La honte
C'est terrible de vivre en France. Cet après-midi, j'avais rendez-vous dans une structure financée par le fonds social d'une entreprise qui propose une prestation gratuite d'accompagnement aux demandeurs d'emploi. Vu le temps de trajet, j'ai pris la bagnole, m'angoissant déjà pour les quelques pièces que j'aurais immanquablement à glisser dans l'horodateur à l'arrivée... Point de détail pour ceux qui bossent et qui n'en sont pas à compter chaque euro (pas le cas de tous les salariés), drame angoissant pour ceux qui sont obligés de tout compter.

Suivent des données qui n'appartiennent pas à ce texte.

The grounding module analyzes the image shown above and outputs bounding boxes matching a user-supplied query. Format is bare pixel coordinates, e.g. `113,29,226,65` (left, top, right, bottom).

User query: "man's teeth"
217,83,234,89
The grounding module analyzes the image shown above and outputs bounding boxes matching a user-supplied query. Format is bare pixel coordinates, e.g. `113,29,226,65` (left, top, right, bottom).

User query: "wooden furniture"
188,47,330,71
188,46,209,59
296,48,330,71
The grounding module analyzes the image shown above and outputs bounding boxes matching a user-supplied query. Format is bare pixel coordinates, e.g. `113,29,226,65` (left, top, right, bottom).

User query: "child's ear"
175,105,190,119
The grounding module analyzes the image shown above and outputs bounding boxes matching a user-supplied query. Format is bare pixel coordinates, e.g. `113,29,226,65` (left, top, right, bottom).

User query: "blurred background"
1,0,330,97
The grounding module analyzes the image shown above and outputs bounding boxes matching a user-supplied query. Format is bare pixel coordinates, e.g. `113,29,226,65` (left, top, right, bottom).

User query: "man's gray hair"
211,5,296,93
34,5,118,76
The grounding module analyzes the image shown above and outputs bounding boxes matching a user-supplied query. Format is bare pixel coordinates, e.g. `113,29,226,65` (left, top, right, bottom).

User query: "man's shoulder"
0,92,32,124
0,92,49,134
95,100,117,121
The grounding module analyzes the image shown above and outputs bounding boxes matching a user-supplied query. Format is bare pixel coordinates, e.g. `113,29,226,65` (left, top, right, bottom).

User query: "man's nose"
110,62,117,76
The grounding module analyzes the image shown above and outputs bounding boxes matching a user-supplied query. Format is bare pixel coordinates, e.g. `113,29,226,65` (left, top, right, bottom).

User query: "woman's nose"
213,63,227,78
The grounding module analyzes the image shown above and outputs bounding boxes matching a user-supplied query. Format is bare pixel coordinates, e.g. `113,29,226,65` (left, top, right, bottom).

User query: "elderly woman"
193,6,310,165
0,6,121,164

Sans qu'il soit nécessaire de trop préciser le truc, on me propose un "pack" d'ateliers qui ont l'air relativement intéressants, qui tombe surtout à pic pour moi : après quatre ans de chômage, j'ai le moral au fond des chaussettes, et je commence à penser que le boulot c'est toujours pour les autres, que quand on a envie de travailler (pas plus, juste travailler) dans ce pays de merde, on n'arrive jamais à rien. Les grandes valeurs du moment qui sont la bulle, la corruption et l'hypocrisie ont gangrené une société qui considère les chômeurs comme des déchets, surtout quand ils ne sont pas indemnisés car alors on n'a aucune raison de financer leur retour à l'emploi.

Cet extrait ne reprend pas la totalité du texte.